The continued development of remote sites for telecommunications equipment, or other self-contained sites for such equipment, has brought on the necessity of providing relatively small enclosures for housing radio equipment, power converters and backup generators for powering the radio transmission and receiver units. Telecommunications equipment enclosures, particularly of the type used for so-called cellular telephone systems, are typically relatively small buildings which are somewhat self-contained in the sense that they may include their own electrical power supplies or power conversion equipment for the radio communications units within the enclosure and air-conditioning equipment used to maintain a predetermined range of environmental conditions within the enclosure. Typically a relatively tall antenna support tower is associated with the enclosure and is normally supported on a separate support structure.
In fact, heretofore, communications equipment enclosures located at remote sites or "rural" sites, for example, have been supported on conventional foundations such as reinforced concrete slabs or pads. The concentrated weight of the antenna tower has, in prior art-type installations, required a relatively substantial and separate foundation member such as a deep reinforced concrete pier. The installation of communications equipment enclosures at remote sites has made it particularly difficult to provide equipment for drilling a hole of sufficient depth to support a separate reinforced concrete pier of sufficient strength to serve as a foundation for the antenna and its supporting tower.
Moreover, in many wireless telephone equipment enclosures and similar communications equipment installations, the enclosure itself may require to be mounted on the roof of a building or other structure.
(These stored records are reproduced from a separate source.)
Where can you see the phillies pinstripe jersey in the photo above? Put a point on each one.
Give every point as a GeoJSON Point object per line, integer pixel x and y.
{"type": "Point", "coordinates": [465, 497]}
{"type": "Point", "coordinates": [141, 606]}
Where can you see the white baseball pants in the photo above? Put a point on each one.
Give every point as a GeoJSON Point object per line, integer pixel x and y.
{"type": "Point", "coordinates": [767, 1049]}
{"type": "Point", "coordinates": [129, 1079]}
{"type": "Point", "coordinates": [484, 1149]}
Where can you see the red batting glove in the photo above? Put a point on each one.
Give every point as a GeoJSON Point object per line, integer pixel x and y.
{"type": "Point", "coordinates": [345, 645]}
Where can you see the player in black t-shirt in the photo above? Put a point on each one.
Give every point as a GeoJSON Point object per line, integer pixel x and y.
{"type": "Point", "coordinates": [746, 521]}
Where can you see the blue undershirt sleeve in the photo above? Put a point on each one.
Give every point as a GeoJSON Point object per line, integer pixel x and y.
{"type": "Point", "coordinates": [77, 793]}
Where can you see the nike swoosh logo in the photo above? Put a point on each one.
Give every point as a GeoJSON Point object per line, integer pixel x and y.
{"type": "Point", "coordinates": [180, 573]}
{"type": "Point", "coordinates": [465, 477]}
Accordingly, the separate installation of a tower for the communications antennas also presents problems with regard to providing sufficient space and support structure for such a member. Still further, the provision of separate enclosures and antenna support tower installations also requires a cable conduit "bridge" between the antenna tower and the enclosure which increases the chances for signal degradation that may be created by training the transmission cables over a somewhat complex route between the antenna and the enclosure.
Accordingly, there has been a substantial need to provide improvements in communications equipment enclosures which will eliminate some of the problems of installing these enclosures efficiently and rapidly which has been dictated by the rapid growth in wireless communications systems throughout the world. It is to solving the above-mentioned problems that the present invention is directed.